Another pest they have a problem with is one they call an "abuela" (grandmother) bug. They are trying to use PROBIOMA's biological controls on the abuelas but they've also had luck using dish detergent and sunflower oil. (I'd caution anyone who wanted to try that at home. Soap is fine if it works; detergent takes longer to break down in the environment and is possibly contaminated with a carcinogen.) The detergent and oil worked so well she had a hard time finding a live bug to even show us.

An abuela bug

Another abuela

Peppers that were eaten by abuelas

We walked back toward the house with her to see where the greens are packaged. As we walked, we saw a banana tree. This area was all forested when they bought it, and they had it all cleared by hand - not burned - by their workers. The road to their home was also built entirely with manual labor.

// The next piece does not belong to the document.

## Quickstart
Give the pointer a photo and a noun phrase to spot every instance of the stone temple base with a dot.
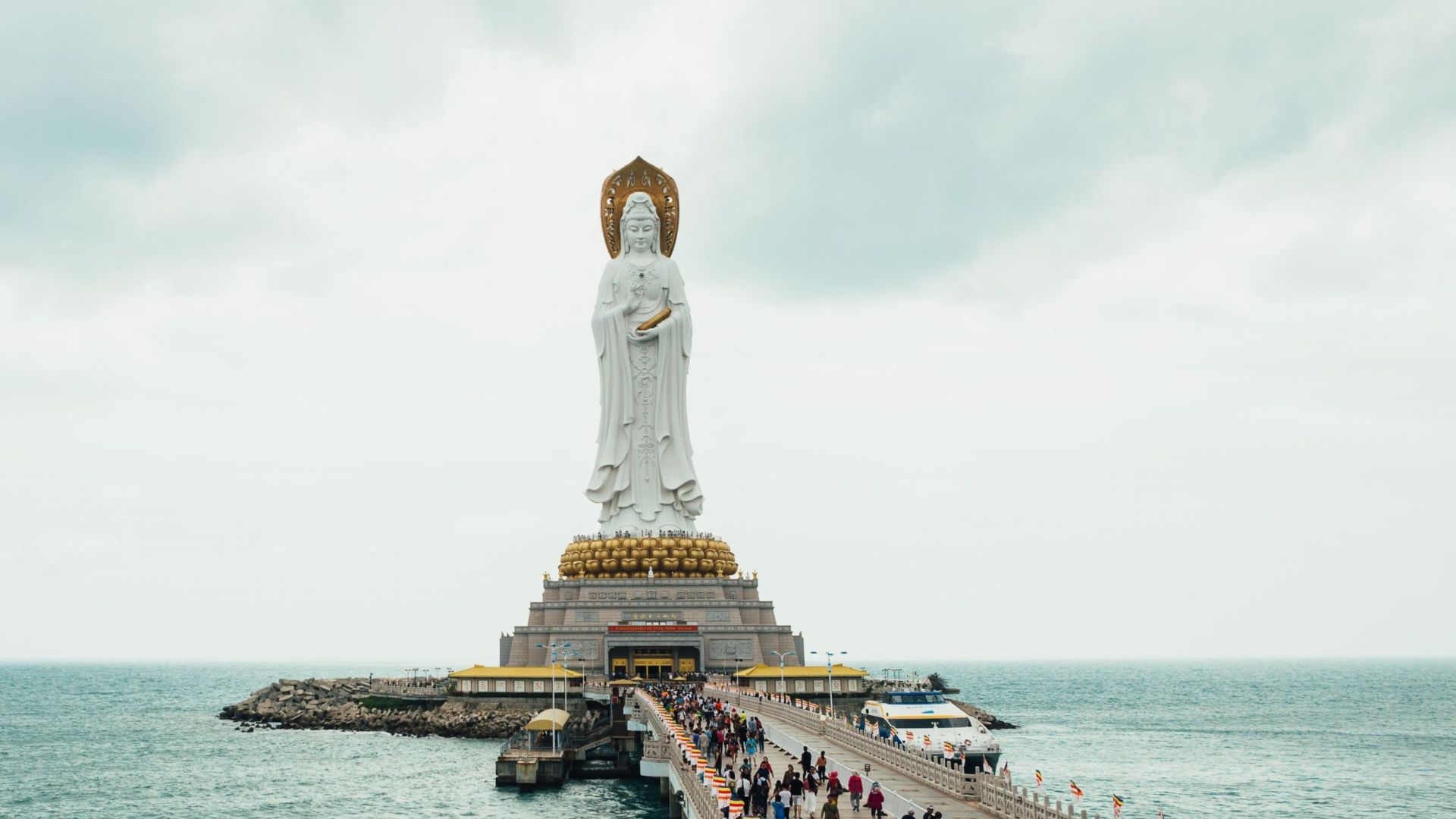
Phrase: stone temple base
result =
(653, 627)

Banana tree that is planted right where the greywater from washing the vegetables flows.

Some of the forest that remains on the property.

As we walked, she pointed out a "Palo Borracho" (Drunken Branch) tree, which is also called the Silk Floss tree or Ceiba speciosa. She said you can stuff pillows with the "cotton" but it is so humid in Santa Cruz that you need to put them in the sun every day to dry them out and fluff them back up.

A Palo Borracho tree

The "cotton" from the palo borracho

Here are the greens, being packaged and going to market. They sell the packages for 8 Bolivianos each (a little more than US$1), and the store then sells them for 12 Bolivianos apiece.

The greens, all packaged for the store. Notice that they ARE being advertised as "organic."

Packaged greens

Packaged greens

Greens going to market

A few days later, we went to the grocery store where Casa Loma brand is sold to compare their prices against other products.

It was difficult to compare because everything was packaged and it was hard to account for the weight of the packaging when weighing each product, but it was obvious that Casa Loma's products are expensive. For example, a package of Casa Loma spinach sells for 10.39 Bolivianos. Non-Casa Loma spinach sells for 2 Bolivianos for a bag.

Casa Loma's arugula sells for 11.90 Bolivianos, and the entire package (including the weight of the container) was a mere 0.078 kg. A larger container from Casa Loma packed with mizuna also sells for 11.90 Bolivianos. Same with their romaine and mesclun. Casa Loma alfalfa sprouts were sold for 11.30 Bolivianos. Casa Loma parsley went for 10.60 Bolivianos.

Of the non-Casa Loma products available, a bag of what looked like butter lettuce sold for 6.30 Bolivianos. Parsley went for 6 Bolivianos per kilo, and a bag weighs much less than a kilo.

After our stop near the house where the greens were being packaged, we visited the orchard, where they grow macadamia nuts, bananas, lemons, avocados, different types of mangoes, tangerines, mandarins, oranges, tamarind, and papayas.

The orchard

Papayas... the monkeys like to come take these.

I don't have a photo of it but they also keep 10 beehives and produce their own honey.

Peggy with their dog.

Our last stop was inside their home (which was GORGEOUS), where they showed us the salad dressings they make and market too. They let us try them with some of their vegetables. Delicious, of course.

As we were leaving, the woman's husband asked me what I thought of Rick Perry for President. So there you go, that's Santa Cruz for you. It's another planet from everywhere else in Bolivia I've been.